Seems on time/early people are rude even when people *aren't* late (LONG)

Damn it, Mauvaise… another example of me being late. :smiley:

I believe Erislover’s time troubles stem from his condition of being a Narcissist and attention whore of the first magnitude.

That’s the only thing I can imagine erl getting out of the second thread that he couldn’t get out of re-reading the first.

Ace! Buddy! Compadre! Dude! Hey, I remember your appearance in the old thread, just a wee one then, IIRC thirteen posts in and you were already claiming I was a narcisist from my username alone! I am glad to see you think you have much more substantial evidence now: your belief! Keep working on it, ol’ chap, long is the way and hard that out of darkness leads to light and all that jazz.

Of course, we’ve got the troubling issue of tacking on “attention whore” to “Narcissist”, but don’t let that little issue of empty claims stop you. You just go on with your bad self. In no time at all I expect you to define water as dry and prove we’re all going to die of thirst.

Funny how accurate first impressions are, isn’t it? Best of luck in your quest to convince the world to change for you.

Oh God let it die please let this thread die please make the thread stop

whimper

And I don’t intend to camp out at them to wait for you. You must go to Denny’s a lot. Open 24hours don’t ya know.

I guess your friends aren’t either. They must not really care if you come or not.

Nope, I’m saying that some people have a legitimate reason for not being on time. Like a 100 mile drive. Yet somehow, these people usually make it just fine.

For your entertainment and enlightenment - From Dictionary.com

  1. A list of times of departures and arrivals; a timetable: a bus schedule; a schedule of guided tours.

  2. A plan for performing work or achieving an objective, specifying the order and allotted time for each part: finished the project on schedule.

You don’t seem to have a schedule.

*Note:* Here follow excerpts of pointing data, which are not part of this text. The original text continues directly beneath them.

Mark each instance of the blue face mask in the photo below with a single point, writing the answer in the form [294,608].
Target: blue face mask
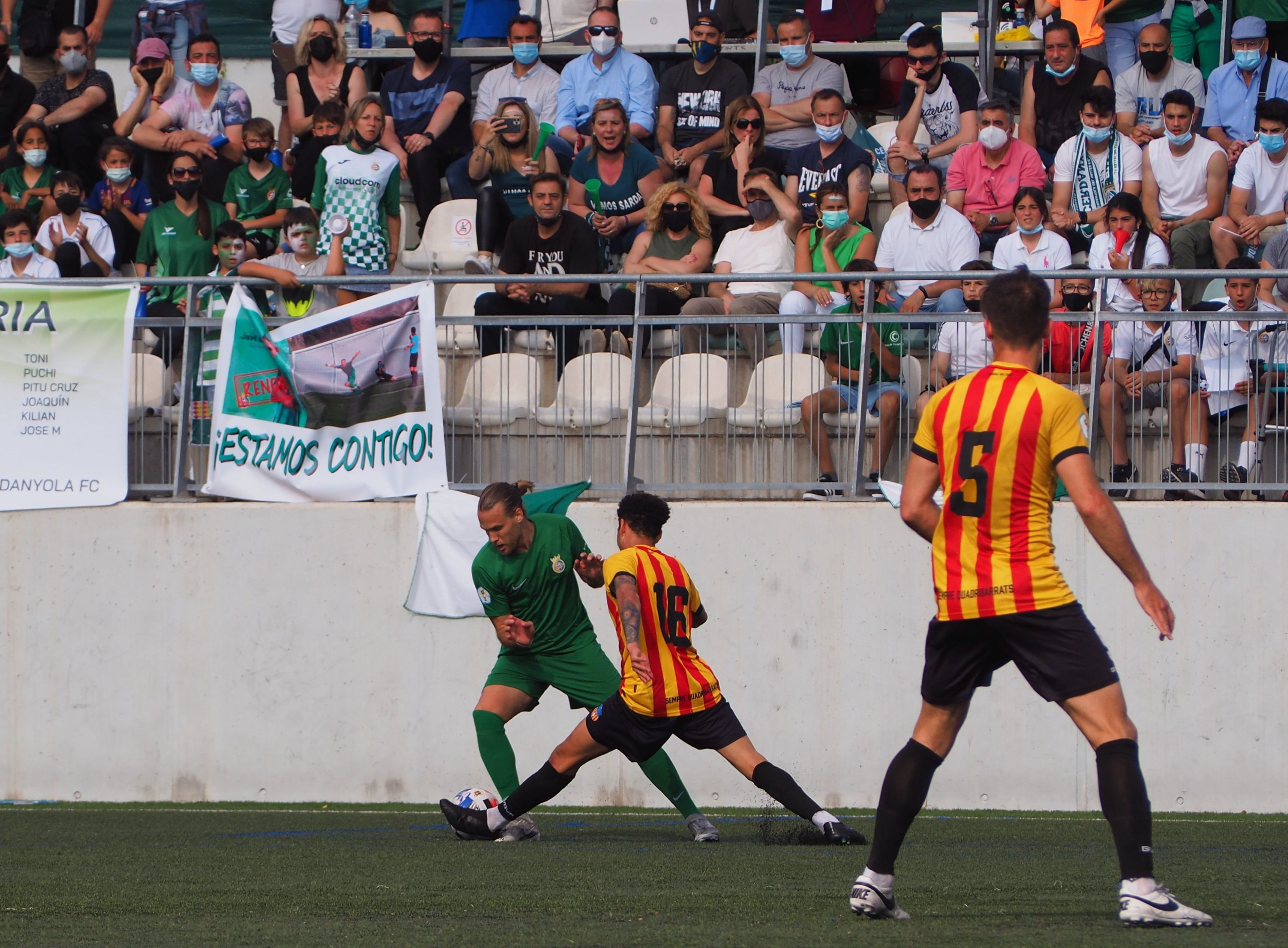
[1247,58]
[835,221]
[794,55]
[1098,136]
[204,74]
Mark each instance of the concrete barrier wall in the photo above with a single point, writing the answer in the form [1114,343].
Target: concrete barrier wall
[261,652]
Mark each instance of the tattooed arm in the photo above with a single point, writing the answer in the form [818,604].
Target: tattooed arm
[628,597]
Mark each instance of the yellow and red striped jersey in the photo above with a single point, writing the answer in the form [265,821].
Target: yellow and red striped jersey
[682,682]
[997,436]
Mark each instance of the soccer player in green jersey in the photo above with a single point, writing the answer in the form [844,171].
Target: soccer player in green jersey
[526,581]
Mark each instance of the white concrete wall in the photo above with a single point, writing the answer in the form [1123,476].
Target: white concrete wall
[237,651]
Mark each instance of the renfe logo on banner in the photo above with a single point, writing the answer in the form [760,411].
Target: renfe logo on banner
[344,405]
[65,391]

Call it what you will. It’s not a ‘schedule’. It’s ErisLover time.

Hell Eris, I don’t know you from Adam, but you seem to think that making people wait for you is perfectly acceptable. You don’t seem to care that people that want to spend time with you have a life or their own.

I posted a question earlier. ---- Here we go again.

In what circumstance do you think that it is not necessary to set a time when two people meet?

In that case, explain what the compromise is between

  1. a specific time with a certain +/- allowed.

  2. a general time with exact time not important.

Wow, lotsa stinky bait out there. I won’t dig up your old post and hold it against you, Ace. But it is a shame to see your pattern of nonsense has not noticibly improved since that eleventh post.

Gyan9, I am not aware that those two situations are substantially different.

enipla: “n what circumstance do you think that it is not necessary to set a time when two people meet?” —Just name one, eh? Sure.

Person A and Person B are taking the same flight from the same airport to the same place, but arriving separately.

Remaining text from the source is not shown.